自爆する異形がいないわけでもない。そんな相手にゴブリンが恐怖する事も分かる。
だが、虫型の異形が自爆する事は今までになかった。あっても寄生型だ。孵化とも似ている。
体内で生息していて、徐々に相手の自由を奪う。これなら血の色が変化する可能性はあるだろう。
「寄生型だとしても、わざわざゴブリンの体から抜け出す事はしない。それにコアキーパーとは別種の異形だ。攻撃を仕掛けてもおかしくはないが」
コアキーパーが生み出すのであれば、寄生先のゴブリンを殺すはずがない。
寄生虫も根城を壊せば、生きる場所を無くしてしまう。血は変色しても、大量に増えるわけでもない。
「どうやって、ゴブリンの体内に侵入したのかもある。体内で成長する分、視認出来ない程の小さかったら厄介だが……コアキーパーを関係ないはず」
ハンターにも影響はあるかもしれないが、状態異常と同じで、魔法や道具で対処出来る。
それに気付けるどうかという問題もある。時間が経ち過ぎたら……
「明かりが……小型ランタンの明かりの調整が必要だな」
小型ランタンの明かりが点滅し始めた。五分も経たない内に消えてしまう。
銀の箱に残ってるのは後二つ。コアに近付くにつれて、設置されたランタンは減っていく。そのために残しておきたいところだが、まだ近道のようやく半分になったくらいだ。
少しでも明かりを小さくして、効果時間を伸ばすしかない。そうすると、見逃しが増える可能性もあるが、狭い幅の近道なら何とか大丈夫のはず。
「とはいえ、これは最後まで使わないと勿体ない。
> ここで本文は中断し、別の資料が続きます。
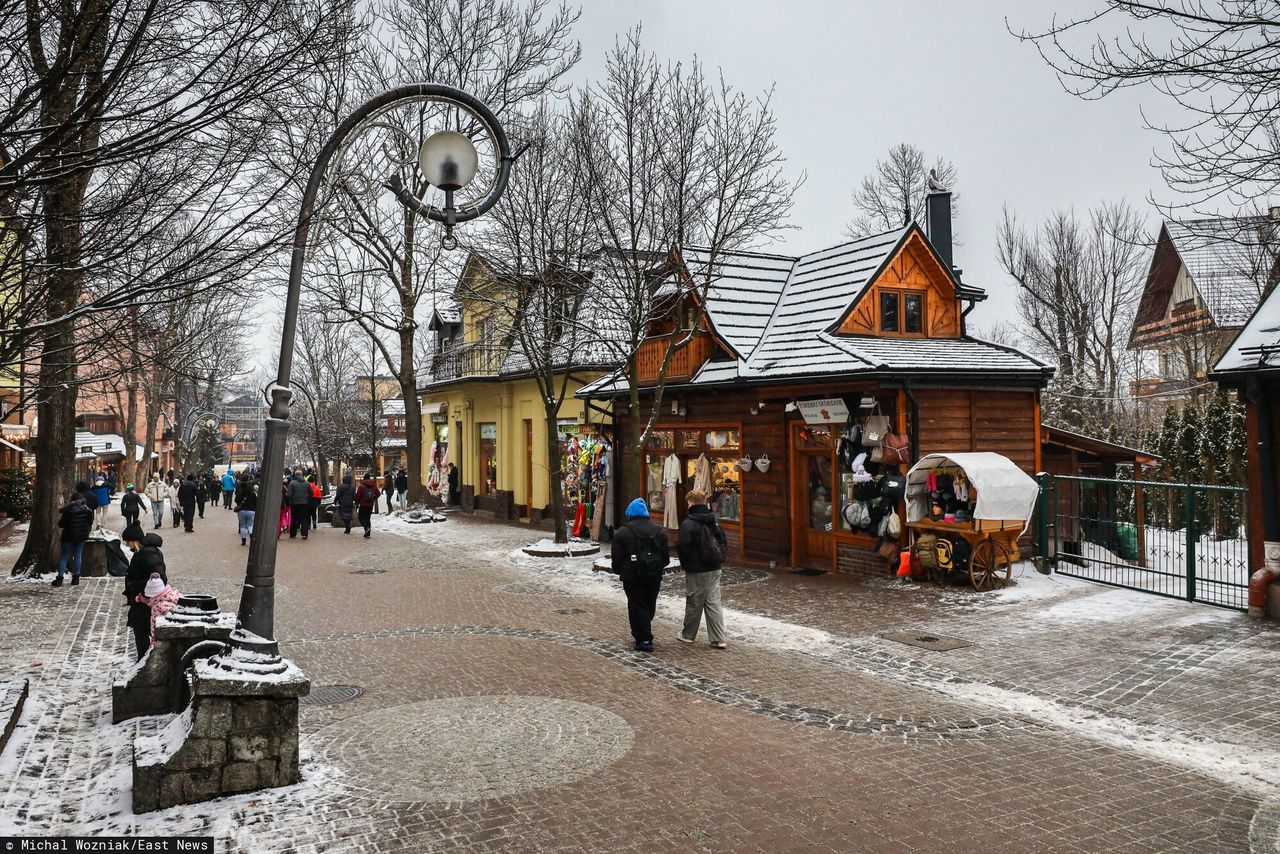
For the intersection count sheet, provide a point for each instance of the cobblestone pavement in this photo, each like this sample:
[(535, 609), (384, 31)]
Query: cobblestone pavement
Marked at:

次からと思ったけど、今からでも数分は延はず事は……」
俺は独り言を止めた。明かりが点滅する中、先に何かが見えた。救助者が隠れていたのなら、俺の声に気付いてもおかしくないはず。
だとすれば……ゴブリンだ!?
ゴブリンと目が合った。ゴブリンの体は子供ぐらいの大きさのはず。
そこまでの大きさになると、ホブゴブリンの可能性もある。
ゴブリン相手でもキツイのに、ホブゴブリンだと逃げるの一択。小型ランタンを投げて、一度暗闇にする。俺も見えなくなるから、すぐに追いつかれそうだ。
逃げるための道具。匂い袋を使うか。ゴブリン特攻の匂い袋。中身は内緒だぞ。
それを前方に投げたとして、この道は使えなくなってしまう。
本当はそう考えている時間もないはずなのに、ゴブリンは何も行動を起こさない。